UST Teletigers E-Sports Club remained kings of the collegiate league after a 3-2 win against the De La Salle University (DLSU) Viridis Arcus in the League of Legends Varsity League Spring Term at the Garena Philippines Inc. World Plaza in Taguig, Sunday.

Teletigers head coach and Institute of Information and Computing Sciences (IICS) student Benson Arcano explained that the pressure of defending their title motivated them to score a win for UST.

“We wanted to win so that we can retain the championship for UST. Even though we are not recognized by UST as an official representative of the [U]niversity, it still gives us pride to say that we retained the championship carrying the name of UST [on] our backs,” Arcano told TomasinoWeb in an online interview.

UST finished top seed in the elimination round and had an outright semi-finals birth in which they quickly dispatched sixth-seed AMA-QC Clash Masters.

“We didn’t crumble under pressure. We played the game like best of one and corrected our mistakes. Our ability to adjust and adapt made us secure the championship again,” Arcano said.

DLSU, on the other hand, finished at fourth and muscled their way to the finals after beating fifth-seed ADU Penguin Authority in the quarterfinals and second-seed BULSU Golsu X in the semifinals.

“For games 1 and 2, it was not the DLSU team that we were expecting. They were not on par for a championship team. But I know that they adjusted well and got games 3 and 4 to force a game 5,” the Teletigers coach explained.

Game 5 was quickly sealed in favor of the Teletigers after dominating clashes and strategically defending key points in the map.

UST’s Espiegle champion, Kai’Sa, proved to be the difference, scoring a pentakill during the final clash and securing the win for UST.

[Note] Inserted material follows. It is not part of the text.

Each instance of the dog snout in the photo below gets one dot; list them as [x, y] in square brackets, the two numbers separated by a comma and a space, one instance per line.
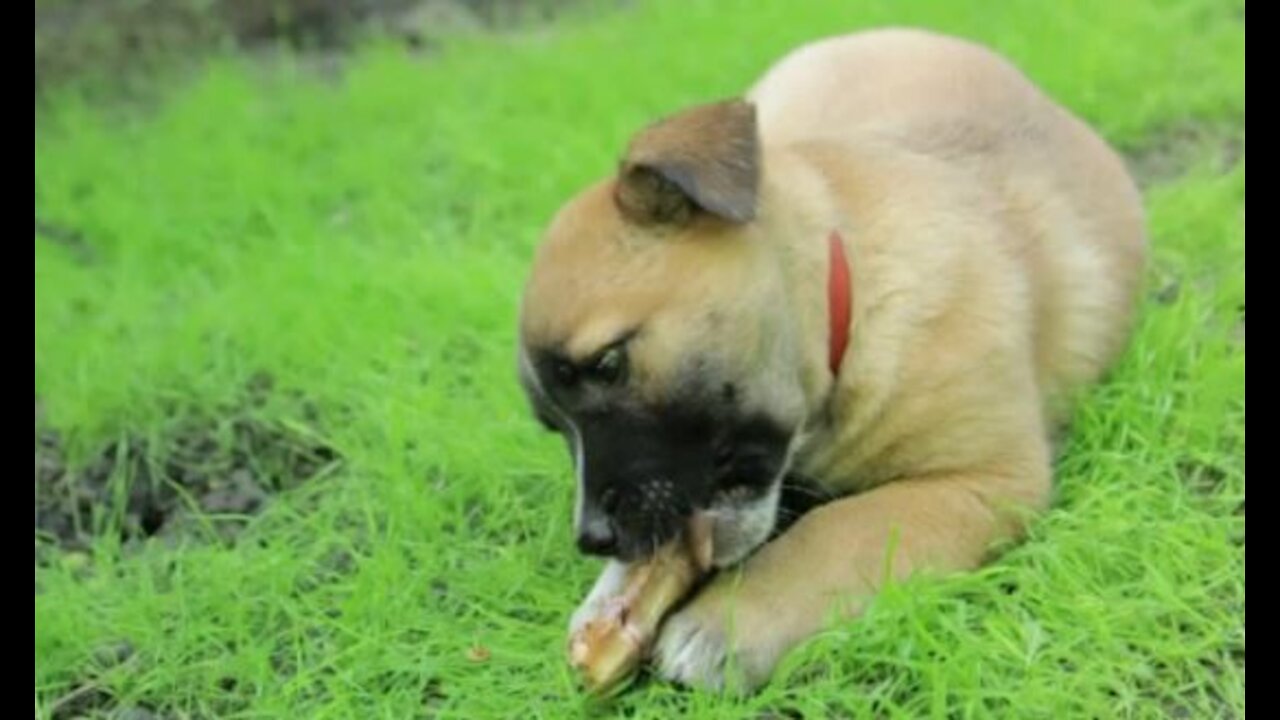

The E-Sports Club is composed of Faculty of Arts and Letters student Theo Ignacio as team captain and support player, and IICS students Van Andre Rinchon, Brussel Isidro, Wilmer Ting, and Isaiah Loberiza as top lane, jungler and mid-lane players, respectively.

Mike Laurence Padilla from College of Tourism and Hospitality Management plays AD-Carry in the bottom lane, while Jan Edward Hortizuela mans as bottom lane support player.

“We are not asking for UST’s full support, but a little recognition can really help us in boosting our morale for the upcoming tournaments where we represent our university,” Arcano expressed.